> 500 core The newest fully E-core based Xeon CPUs have reached that figure by n...

timschmidt · 2026-03-15T16:14:57 1773591297

Yup. And high end GPU compute now has on-package HBM like Knight's had a decade ago, and those new Intel CPUs are finally shipping with AVX reliably again. We lost a decade for workloads that would benefit from both.

fc417fc802 · 2026-03-16T04:56:01 1773636961

But I'm surprised PCIe based CPU+RAM modules aren't a "thing" since that's basically what a GPU is if you ignore all the rather fundamental differences. Seems like it would be convenient to cheaply attach additional compute without worrying about all the other stuff.

I suppose I'm just reinventing SXM at this point. The BC-250 comes close but despite the formfactor it isn't actually a PCIe card. Although if it integrated a 100 Gbit SFP slot it might actually be superior to a solution that resided in a host system. But the BC-250 is very much an anomaly as opposed to the norm.

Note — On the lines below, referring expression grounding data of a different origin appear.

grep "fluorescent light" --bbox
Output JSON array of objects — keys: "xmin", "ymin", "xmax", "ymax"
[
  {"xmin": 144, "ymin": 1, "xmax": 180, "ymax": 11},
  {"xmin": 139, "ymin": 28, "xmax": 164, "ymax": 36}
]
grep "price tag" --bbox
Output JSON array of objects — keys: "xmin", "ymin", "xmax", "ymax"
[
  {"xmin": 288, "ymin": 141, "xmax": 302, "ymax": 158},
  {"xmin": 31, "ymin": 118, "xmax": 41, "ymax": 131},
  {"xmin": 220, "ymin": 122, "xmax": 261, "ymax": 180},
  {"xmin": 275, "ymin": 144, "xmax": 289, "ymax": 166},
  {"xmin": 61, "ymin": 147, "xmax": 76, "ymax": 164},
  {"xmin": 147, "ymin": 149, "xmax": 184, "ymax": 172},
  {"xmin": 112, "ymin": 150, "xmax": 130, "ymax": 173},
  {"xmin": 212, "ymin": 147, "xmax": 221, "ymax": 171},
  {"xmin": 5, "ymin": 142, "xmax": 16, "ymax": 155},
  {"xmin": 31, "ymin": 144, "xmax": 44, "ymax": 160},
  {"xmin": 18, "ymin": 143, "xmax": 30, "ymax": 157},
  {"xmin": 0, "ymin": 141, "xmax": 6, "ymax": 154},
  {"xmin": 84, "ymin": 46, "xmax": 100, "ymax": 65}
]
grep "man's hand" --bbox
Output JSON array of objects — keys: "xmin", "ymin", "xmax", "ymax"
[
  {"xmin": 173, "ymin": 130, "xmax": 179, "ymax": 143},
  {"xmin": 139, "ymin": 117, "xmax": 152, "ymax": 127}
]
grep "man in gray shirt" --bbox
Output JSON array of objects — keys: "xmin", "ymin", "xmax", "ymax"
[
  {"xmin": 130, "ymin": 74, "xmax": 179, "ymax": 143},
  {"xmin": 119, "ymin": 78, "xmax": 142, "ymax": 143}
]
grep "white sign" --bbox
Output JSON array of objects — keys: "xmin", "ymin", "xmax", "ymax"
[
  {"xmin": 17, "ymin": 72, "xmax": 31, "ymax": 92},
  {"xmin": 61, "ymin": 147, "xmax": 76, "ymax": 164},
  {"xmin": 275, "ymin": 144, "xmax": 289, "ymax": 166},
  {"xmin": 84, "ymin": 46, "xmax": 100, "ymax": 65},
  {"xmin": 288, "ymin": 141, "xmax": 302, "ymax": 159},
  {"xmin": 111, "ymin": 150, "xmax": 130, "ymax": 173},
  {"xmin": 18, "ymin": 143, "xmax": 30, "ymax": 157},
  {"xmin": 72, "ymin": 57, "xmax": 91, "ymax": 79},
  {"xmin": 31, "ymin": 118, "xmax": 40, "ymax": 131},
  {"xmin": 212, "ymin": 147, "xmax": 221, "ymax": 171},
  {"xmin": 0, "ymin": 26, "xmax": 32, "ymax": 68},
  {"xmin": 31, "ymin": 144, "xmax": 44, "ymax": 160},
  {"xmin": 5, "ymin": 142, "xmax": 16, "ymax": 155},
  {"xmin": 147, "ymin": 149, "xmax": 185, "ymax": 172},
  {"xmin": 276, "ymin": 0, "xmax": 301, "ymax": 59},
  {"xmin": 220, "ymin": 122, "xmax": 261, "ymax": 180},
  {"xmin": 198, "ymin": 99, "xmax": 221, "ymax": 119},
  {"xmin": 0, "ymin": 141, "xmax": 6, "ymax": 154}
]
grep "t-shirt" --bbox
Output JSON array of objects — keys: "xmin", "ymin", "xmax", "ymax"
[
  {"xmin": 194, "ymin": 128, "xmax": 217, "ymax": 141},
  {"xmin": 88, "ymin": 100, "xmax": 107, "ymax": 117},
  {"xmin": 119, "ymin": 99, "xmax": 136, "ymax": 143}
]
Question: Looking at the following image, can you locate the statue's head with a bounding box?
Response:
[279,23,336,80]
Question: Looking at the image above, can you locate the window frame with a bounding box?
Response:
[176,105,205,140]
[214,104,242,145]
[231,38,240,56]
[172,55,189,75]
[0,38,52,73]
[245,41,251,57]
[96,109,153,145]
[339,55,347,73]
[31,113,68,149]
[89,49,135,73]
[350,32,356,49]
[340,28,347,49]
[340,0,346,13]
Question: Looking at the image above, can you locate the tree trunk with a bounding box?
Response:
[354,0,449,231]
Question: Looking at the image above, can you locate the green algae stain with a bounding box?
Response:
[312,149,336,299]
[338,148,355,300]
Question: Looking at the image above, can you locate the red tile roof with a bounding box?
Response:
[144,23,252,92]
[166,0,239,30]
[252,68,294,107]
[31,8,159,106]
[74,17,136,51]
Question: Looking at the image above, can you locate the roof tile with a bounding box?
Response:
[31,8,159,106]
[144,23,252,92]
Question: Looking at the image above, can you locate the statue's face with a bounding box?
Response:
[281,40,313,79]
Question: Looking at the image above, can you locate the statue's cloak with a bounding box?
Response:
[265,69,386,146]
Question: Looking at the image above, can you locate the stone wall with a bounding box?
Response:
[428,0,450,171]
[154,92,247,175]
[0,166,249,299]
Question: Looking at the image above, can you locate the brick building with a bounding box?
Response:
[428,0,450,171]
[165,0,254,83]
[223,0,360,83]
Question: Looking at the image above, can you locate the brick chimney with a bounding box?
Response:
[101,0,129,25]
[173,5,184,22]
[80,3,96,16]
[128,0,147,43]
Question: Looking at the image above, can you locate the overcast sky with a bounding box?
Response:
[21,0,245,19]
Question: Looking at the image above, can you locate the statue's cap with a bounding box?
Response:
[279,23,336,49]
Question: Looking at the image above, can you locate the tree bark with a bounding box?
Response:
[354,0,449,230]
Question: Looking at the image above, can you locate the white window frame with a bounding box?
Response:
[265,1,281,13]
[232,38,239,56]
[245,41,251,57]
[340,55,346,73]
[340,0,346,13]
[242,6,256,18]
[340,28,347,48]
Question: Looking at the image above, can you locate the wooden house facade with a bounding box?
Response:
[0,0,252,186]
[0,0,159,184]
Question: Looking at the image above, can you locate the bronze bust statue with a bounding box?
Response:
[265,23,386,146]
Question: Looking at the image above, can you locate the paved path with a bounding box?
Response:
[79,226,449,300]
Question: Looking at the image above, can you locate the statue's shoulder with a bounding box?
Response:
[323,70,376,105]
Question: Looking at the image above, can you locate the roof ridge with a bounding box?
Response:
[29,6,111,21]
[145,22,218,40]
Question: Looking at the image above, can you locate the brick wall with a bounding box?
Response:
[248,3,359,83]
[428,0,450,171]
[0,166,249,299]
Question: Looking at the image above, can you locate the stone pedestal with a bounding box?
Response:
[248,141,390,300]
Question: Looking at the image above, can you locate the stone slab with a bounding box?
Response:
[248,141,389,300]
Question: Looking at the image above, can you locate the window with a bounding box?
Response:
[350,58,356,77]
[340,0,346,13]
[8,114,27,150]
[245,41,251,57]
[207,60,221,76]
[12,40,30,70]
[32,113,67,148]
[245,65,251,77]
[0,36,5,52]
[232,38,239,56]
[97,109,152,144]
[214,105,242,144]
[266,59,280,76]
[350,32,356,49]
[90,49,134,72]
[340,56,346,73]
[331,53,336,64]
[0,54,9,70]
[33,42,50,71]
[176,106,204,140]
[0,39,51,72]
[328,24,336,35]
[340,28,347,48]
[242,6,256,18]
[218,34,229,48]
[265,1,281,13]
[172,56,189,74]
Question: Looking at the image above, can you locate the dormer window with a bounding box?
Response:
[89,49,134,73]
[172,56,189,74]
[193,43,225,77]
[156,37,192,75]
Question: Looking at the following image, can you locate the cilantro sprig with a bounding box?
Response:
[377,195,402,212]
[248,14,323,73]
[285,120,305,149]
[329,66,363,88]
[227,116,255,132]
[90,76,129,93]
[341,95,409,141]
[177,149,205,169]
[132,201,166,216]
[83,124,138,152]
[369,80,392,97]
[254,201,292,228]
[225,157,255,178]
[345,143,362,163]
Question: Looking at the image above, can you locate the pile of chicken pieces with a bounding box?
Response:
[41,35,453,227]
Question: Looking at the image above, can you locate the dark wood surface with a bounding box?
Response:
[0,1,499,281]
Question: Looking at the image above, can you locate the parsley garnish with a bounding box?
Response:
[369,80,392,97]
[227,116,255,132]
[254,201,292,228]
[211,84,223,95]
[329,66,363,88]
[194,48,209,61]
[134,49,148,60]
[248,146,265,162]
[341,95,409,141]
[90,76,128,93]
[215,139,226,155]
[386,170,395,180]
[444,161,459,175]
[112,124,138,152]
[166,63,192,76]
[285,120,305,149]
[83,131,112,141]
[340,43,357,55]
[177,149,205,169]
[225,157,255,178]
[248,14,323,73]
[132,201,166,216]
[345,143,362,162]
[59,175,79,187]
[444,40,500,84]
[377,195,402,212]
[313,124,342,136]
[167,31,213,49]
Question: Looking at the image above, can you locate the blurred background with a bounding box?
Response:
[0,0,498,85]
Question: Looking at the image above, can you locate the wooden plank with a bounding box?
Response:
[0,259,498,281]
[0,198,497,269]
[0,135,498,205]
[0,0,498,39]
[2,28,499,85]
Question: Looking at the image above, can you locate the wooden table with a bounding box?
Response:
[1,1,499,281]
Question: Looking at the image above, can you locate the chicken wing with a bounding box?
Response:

zozbot234 · 2026-03-16T05:00:45 1773637245

You need CXL to extend the cache coherency properties of actual RAM over a remote link. That's costly tech. Otherwise, you're relying on the OS (and even the compiler/basic libraries, since you need to make fences, etc. OS-visible) to paper over the differences by doing its own implementation of distributed shared memory (this is known as a 'SSI' or single-system-image approach) which has significant challenges and is closer to the spirit of setting up swap.

fc417fc802 · 2026-03-16T05:17:58 1773638278

I didn't mean anything like that. Just the equivalent of a GPU with the ability to run arbitrary CPU oriented programs.

Of course GPUs do many tasks very well but there are also plenty of problems that aren't well suited to them. Well I suppose I've answered my own question at this point. There probably just aren't enough real world problems that aren't amenable to running on a GPU while also being either compute or memory bandwidth bound.

Still the near-monoculture does strike me as odd. I guess GPUs have bifurcated into enterprise versus consumer at this point but otherwise all we've got is a single CPU example from over a decade ago and a single alternative take on the concept from Fujitsu. Is it just due to the obscene cost of masks for modern process nodes?

akvadrako · 2026-03-16T09:31:04 1773653464

Things like that existed in the category of accelerator cards. Xeon Phi (Knights) is one example, focused on core count. Some from HP have soldered on SSDs too. You also had blade servers which is more focused on that use case, though that's going out of style.

I don't think PCIe is really a good fit for general CPU tasks. You need big heatsinks and power and can't fit that much RAM on board.